More seriously, it looks to me as if we got lucky — and that we shouldn't count on being lucky in the same way the next time.
- 9:21 AM, 26 July 2014   [link]

Today's New Yorker Cartoon shows a modern party invitation.
- 7:10 AM, 25 July 2014   [link]

Local Entrepreneur Harassed By Feds:  Eric Jay Smith is in trouble for a little business he had on the side.
A Bellevue anesthesiologist is taking an immediate voluntary leave of absence as federal investigators continue to build a case against him alleging he ran a large prostitution ring using young women smuggled from Thailand and housed in several of Bellevue's ritziest high rises.
The company Dr. Smith works for, Matrix Anesthesia, provides services for one of the top hospitals in this area, Overlake.

The news accounts haven't said whether these young women had skills rare in the United States, whether they were doing work American women won't do, or some combination of the two.  But I expect those in favor of greater immigration will tell us, soon.

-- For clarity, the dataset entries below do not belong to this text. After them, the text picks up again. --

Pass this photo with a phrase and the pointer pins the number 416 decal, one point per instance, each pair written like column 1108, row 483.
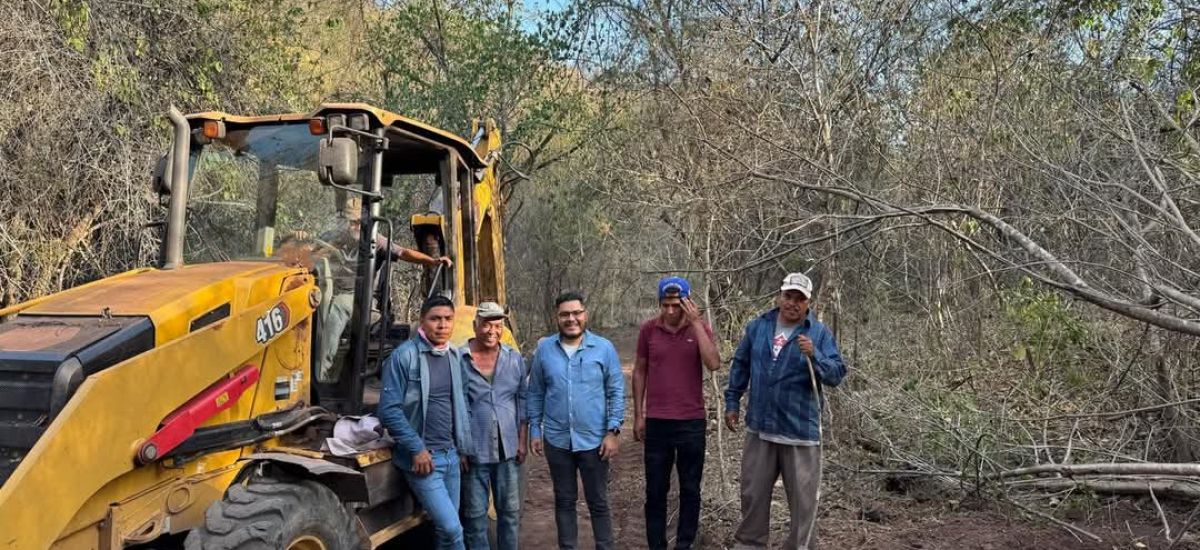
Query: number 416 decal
column 271, row 323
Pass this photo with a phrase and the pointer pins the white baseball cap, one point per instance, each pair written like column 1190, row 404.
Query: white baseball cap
column 797, row 281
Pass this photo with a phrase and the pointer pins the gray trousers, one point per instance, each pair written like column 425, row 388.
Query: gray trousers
column 762, row 462
column 340, row 310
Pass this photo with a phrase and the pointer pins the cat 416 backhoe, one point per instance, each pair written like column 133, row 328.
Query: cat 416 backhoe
column 185, row 398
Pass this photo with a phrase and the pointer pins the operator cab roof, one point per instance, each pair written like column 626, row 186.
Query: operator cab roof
column 413, row 147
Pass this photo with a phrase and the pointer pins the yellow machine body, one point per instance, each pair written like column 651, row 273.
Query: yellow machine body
column 82, row 485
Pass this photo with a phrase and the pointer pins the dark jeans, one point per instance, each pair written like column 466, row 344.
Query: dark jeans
column 678, row 443
column 594, row 473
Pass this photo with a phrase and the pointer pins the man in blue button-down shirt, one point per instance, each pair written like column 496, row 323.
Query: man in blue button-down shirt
column 576, row 405
column 497, row 386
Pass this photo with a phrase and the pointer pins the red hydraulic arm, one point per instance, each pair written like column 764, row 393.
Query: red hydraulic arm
column 181, row 423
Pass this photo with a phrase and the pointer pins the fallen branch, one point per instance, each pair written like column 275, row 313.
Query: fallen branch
column 1179, row 489
column 1108, row 468
column 1113, row 416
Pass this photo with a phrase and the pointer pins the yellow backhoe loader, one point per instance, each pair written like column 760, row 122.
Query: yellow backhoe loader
column 187, row 398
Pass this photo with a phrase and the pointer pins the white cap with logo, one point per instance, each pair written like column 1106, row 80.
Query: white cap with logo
column 490, row 311
column 797, row 281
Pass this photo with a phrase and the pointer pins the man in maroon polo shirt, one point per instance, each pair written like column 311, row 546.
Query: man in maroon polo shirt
column 669, row 408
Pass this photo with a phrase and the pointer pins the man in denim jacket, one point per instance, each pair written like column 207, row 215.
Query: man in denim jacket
column 784, row 358
column 425, row 408
column 496, row 384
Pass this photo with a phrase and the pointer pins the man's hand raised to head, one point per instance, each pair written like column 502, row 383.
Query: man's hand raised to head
column 690, row 311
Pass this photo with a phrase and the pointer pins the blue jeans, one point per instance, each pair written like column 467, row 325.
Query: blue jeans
column 594, row 473
column 438, row 494
column 503, row 479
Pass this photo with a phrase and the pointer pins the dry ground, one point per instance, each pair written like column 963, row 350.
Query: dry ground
column 857, row 513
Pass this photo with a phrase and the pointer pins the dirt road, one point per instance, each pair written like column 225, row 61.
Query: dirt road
column 856, row 513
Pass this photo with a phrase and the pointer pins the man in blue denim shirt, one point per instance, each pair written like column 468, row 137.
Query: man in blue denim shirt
column 576, row 404
column 497, row 386
column 424, row 407
column 784, row 358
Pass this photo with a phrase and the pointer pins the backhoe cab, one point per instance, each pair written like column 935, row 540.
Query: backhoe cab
column 189, row 398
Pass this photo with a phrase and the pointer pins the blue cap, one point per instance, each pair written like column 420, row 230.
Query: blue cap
column 673, row 285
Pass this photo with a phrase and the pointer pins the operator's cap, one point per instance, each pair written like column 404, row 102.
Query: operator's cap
column 673, row 286
column 797, row 281
column 490, row 311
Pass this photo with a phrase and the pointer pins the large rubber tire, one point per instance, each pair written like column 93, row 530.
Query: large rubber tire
column 277, row 514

It all seems very multicultural to me, especially since his (unnamed) "close female associate" is almost certainly a woman from Thailand.

His money laundering technique seems a bit amateurish.
Federal investigators say the doctor used BECU ATM machines at a busy downtown Bellevue intersection on Bellevue Way and 2nd Street to deposit thousands of dollars in cash from the prostitution ring and launder the money.
(BECU = Boeing Employee Credit Union.  It has been many years since you had to be a Boeing employee to belong to this credit union.)

But I will admit that I don't know how professionals launder large amounts of illegal cash.

(FWIW, this story, except for the prominence of the Dr. Smith, is similar to other stories, in recent years, about brothels in Seattle's eastside suburbs.)
- 6:37 AM, 25 July 2014   [link]

Michelle Obama Has A Better Sense Of Humor Than I would have guessed
First lady Michelle Obama on Thursday night urged Democrats to “dig deep” into their pockets and “write a big fat check” before the midterm elections, but minutes later complained of too much money in politics.
That almost has to be a joke, especially coming after another big Barack Obama fund-raising trip.  Her timing might need a little work, though.

(You don't suppose that she really didn't see the contradiction, that she didn't intend that as a joke?)